Unfortunately my normal rule of knife blades doesn’t apply to razor blades. Normally, a stainless blade will take an edge very easily but also needs to be re-sharpened often. A carbon blade is hard to get a good edge on, but once sharp will last forever… Now you have me curious, so I’ll have to forumulate an experiment to find out.
Sounds like a job for Mythbusters! My votes on Exacto stainless. I used to go through a lot of these in the printing biz and they held up the best. Tried some cheaper generics and they were a waist of money.
PS- You may want to check out a graphic arts supply. $32 is about twice what I was paying 5 years ago.
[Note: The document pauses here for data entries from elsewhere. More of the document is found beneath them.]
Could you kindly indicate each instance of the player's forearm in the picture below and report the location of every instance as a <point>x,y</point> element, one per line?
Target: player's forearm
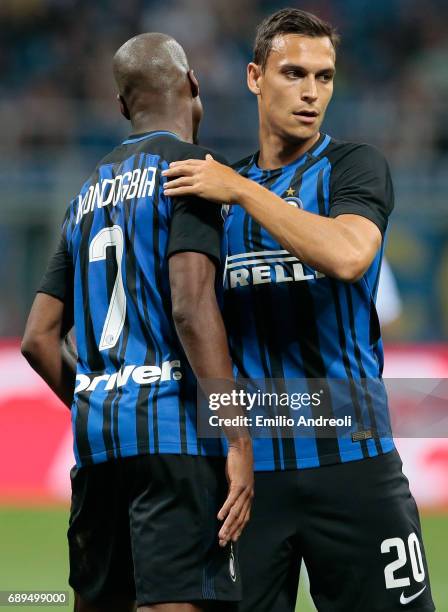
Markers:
<point>321,242</point>
<point>203,336</point>
<point>45,356</point>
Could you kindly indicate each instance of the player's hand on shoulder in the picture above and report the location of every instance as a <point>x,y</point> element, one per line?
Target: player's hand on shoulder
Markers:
<point>205,178</point>
<point>235,511</point>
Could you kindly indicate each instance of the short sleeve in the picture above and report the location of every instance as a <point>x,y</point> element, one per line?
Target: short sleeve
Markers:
<point>361,184</point>
<point>196,225</point>
<point>58,277</point>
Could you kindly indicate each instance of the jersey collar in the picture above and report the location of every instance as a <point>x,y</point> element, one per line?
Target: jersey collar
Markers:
<point>144,136</point>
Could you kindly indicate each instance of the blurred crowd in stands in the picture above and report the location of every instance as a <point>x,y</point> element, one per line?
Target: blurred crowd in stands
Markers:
<point>57,102</point>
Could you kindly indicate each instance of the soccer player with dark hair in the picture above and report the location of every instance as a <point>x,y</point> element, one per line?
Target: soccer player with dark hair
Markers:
<point>135,270</point>
<point>305,238</point>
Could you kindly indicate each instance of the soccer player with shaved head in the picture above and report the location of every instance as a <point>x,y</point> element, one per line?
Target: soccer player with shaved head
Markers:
<point>135,272</point>
<point>304,239</point>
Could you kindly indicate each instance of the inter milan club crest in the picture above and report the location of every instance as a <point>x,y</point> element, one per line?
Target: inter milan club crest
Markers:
<point>291,199</point>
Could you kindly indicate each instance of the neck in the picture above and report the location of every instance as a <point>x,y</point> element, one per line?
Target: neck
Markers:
<point>276,152</point>
<point>177,123</point>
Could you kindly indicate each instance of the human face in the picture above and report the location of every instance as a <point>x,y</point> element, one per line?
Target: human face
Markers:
<point>295,87</point>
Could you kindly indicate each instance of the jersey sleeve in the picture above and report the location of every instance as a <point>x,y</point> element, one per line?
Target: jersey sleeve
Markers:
<point>196,225</point>
<point>361,184</point>
<point>59,276</point>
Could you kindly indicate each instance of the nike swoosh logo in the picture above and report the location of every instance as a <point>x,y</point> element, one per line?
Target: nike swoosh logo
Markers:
<point>405,600</point>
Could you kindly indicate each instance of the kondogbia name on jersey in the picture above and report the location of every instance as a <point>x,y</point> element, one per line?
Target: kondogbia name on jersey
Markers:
<point>127,186</point>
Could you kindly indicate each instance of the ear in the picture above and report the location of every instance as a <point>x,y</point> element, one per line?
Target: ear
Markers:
<point>123,107</point>
<point>254,76</point>
<point>194,84</point>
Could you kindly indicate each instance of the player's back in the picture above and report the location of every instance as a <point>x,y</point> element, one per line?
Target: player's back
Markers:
<point>135,392</point>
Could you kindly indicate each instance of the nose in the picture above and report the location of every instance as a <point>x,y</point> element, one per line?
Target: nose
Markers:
<point>309,91</point>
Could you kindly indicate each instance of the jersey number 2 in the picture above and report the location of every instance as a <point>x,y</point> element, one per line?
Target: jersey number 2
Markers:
<point>116,313</point>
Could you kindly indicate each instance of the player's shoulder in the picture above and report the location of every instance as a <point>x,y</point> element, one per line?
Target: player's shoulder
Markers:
<point>243,163</point>
<point>343,154</point>
<point>172,149</point>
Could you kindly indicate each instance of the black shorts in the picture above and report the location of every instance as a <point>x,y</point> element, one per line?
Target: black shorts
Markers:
<point>356,527</point>
<point>145,528</point>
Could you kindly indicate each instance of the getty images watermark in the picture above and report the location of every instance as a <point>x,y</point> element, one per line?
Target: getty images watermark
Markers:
<point>248,401</point>
<point>328,408</point>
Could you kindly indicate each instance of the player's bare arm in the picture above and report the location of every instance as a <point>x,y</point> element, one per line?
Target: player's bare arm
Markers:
<point>42,346</point>
<point>341,247</point>
<point>201,330</point>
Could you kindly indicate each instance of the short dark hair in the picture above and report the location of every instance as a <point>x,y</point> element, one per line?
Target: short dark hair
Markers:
<point>289,21</point>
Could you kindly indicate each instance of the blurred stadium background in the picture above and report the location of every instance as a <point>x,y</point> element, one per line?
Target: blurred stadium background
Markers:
<point>59,116</point>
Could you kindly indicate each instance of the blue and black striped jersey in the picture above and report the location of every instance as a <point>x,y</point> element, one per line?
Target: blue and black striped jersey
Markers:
<point>287,321</point>
<point>135,392</point>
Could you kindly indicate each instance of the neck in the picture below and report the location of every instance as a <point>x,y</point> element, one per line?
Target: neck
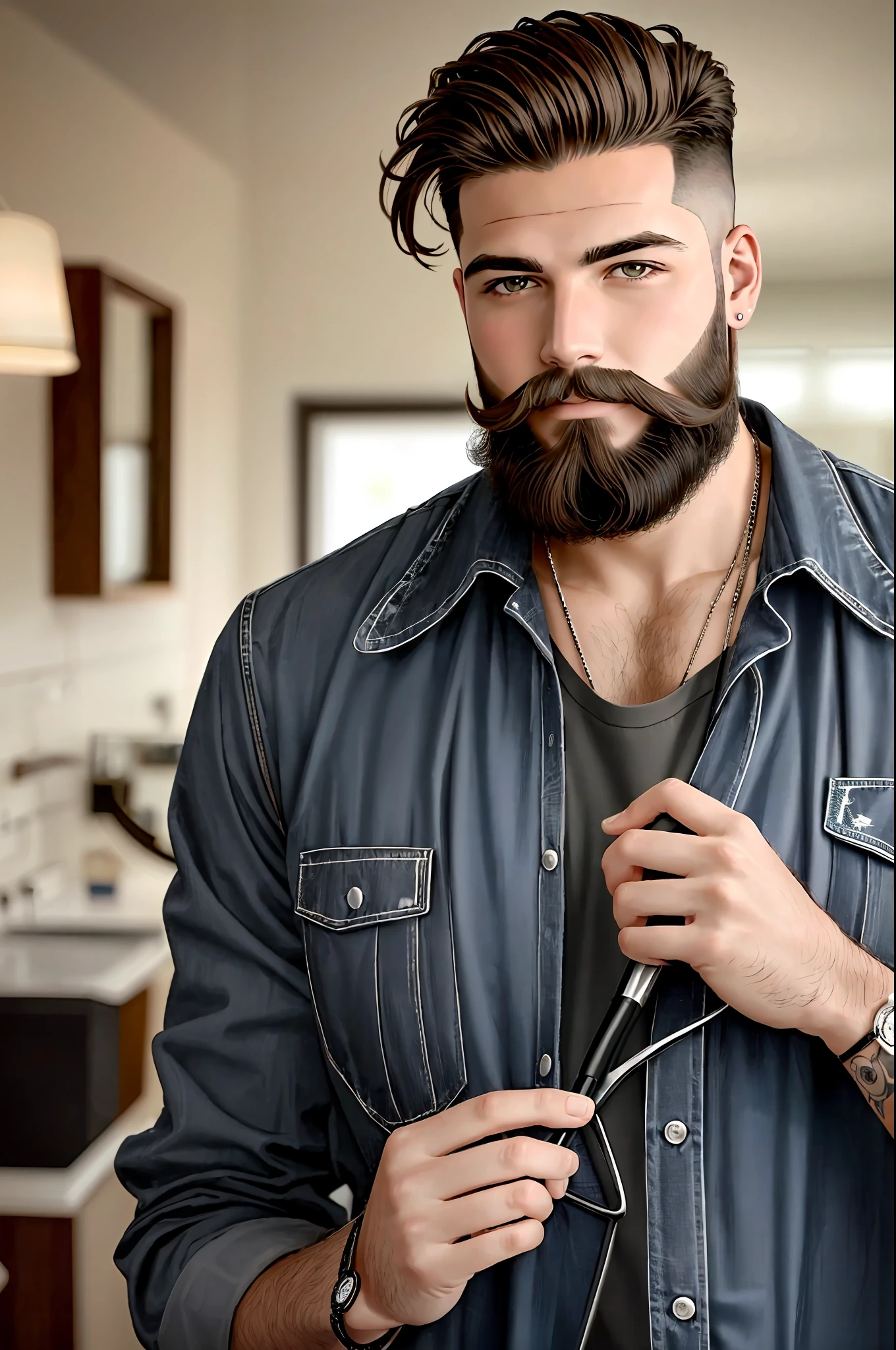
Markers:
<point>702,538</point>
<point>640,604</point>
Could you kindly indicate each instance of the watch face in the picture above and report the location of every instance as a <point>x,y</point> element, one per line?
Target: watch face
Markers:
<point>343,1291</point>
<point>884,1026</point>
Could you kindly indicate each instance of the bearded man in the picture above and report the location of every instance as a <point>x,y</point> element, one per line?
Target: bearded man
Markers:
<point>412,817</point>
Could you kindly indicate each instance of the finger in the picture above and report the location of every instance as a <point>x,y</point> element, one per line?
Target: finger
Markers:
<point>683,802</point>
<point>633,901</point>
<point>655,945</point>
<point>683,855</point>
<point>498,1113</point>
<point>491,1208</point>
<point>498,1161</point>
<point>461,1261</point>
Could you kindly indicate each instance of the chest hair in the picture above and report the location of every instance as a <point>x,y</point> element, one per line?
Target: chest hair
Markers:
<point>637,657</point>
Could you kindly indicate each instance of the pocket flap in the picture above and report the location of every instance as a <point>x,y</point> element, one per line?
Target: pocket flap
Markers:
<point>354,887</point>
<point>860,810</point>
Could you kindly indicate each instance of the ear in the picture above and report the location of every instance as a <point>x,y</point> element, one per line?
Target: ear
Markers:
<point>458,277</point>
<point>741,274</point>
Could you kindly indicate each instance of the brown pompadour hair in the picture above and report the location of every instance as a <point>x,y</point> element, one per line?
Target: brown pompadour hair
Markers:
<point>548,91</point>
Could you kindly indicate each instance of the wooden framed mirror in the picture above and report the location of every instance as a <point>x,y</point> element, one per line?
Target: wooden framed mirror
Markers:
<point>113,440</point>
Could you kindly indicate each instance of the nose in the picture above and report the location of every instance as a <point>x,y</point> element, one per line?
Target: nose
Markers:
<point>574,331</point>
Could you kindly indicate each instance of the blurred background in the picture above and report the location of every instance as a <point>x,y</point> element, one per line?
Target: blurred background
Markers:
<point>264,376</point>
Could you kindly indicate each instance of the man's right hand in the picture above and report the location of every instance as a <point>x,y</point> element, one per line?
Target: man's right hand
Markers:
<point>432,1189</point>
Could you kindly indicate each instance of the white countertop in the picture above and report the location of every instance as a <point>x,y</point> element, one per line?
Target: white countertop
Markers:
<point>135,908</point>
<point>64,1191</point>
<point>109,968</point>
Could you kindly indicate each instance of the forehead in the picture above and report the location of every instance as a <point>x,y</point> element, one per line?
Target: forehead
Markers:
<point>583,202</point>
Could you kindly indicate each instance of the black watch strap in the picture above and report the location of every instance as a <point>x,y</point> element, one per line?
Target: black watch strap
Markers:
<point>860,1045</point>
<point>346,1292</point>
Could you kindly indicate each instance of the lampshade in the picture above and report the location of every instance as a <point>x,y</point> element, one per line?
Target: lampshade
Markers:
<point>36,320</point>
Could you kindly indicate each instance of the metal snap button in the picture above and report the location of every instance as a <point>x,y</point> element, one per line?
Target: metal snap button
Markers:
<point>677,1132</point>
<point>683,1308</point>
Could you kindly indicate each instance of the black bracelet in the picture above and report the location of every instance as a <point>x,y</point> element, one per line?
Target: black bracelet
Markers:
<point>346,1292</point>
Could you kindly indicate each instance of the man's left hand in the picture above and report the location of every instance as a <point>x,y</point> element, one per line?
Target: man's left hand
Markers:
<point>752,932</point>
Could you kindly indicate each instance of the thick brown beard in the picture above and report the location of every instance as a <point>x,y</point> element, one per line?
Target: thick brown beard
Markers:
<point>583,488</point>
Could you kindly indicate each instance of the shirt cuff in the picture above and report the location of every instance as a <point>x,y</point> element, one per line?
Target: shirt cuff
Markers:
<point>202,1305</point>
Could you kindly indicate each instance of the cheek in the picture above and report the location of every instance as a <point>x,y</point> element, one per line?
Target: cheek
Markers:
<point>507,345</point>
<point>655,338</point>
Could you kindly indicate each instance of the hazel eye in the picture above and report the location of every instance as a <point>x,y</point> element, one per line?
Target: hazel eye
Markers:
<point>634,270</point>
<point>512,285</point>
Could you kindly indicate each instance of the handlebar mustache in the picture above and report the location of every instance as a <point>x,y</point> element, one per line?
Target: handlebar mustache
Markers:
<point>601,385</point>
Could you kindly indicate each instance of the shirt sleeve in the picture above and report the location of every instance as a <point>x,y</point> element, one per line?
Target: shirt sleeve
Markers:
<point>202,1305</point>
<point>238,1169</point>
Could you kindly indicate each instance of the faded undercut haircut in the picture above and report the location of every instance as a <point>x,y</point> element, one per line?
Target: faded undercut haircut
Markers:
<point>549,91</point>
Don’t know who makes them, they’re not X-Acto, but I get them in packages of 100 from Micro Mark for around $12.00. I usually keep at least three knives on the go when I’m doing a project - one with a new blade for the sharpest cuts in new stuff, one that has been used for a while for scraping and such, and another one for heavy stuff. When I put a new blade in the main knife, I its blade gets passed down to the next one, and so on. When the blades are relatively cheap, always using new blades is a great help in modeling.
Micro-mark ( website ) sells 100 carbon steel # 11 blades for $ 15.85 … they don’t specify who they are from and the way it’s worded, it clearly is not Xacto.
I’m curious now too. I’ve used these by the hundred as a graphic designer. Althogh there are usually a group of people using them; my experience is the life expentancy of a #11 isn’t that long no matter which brand you get. For modeling I use the #11s but also rely on the heavier blades (don’t remeber the numbers off hand) for working in styrene, like removing the molded air tanks from the side of an Athearn EMD unit. They give me more control too.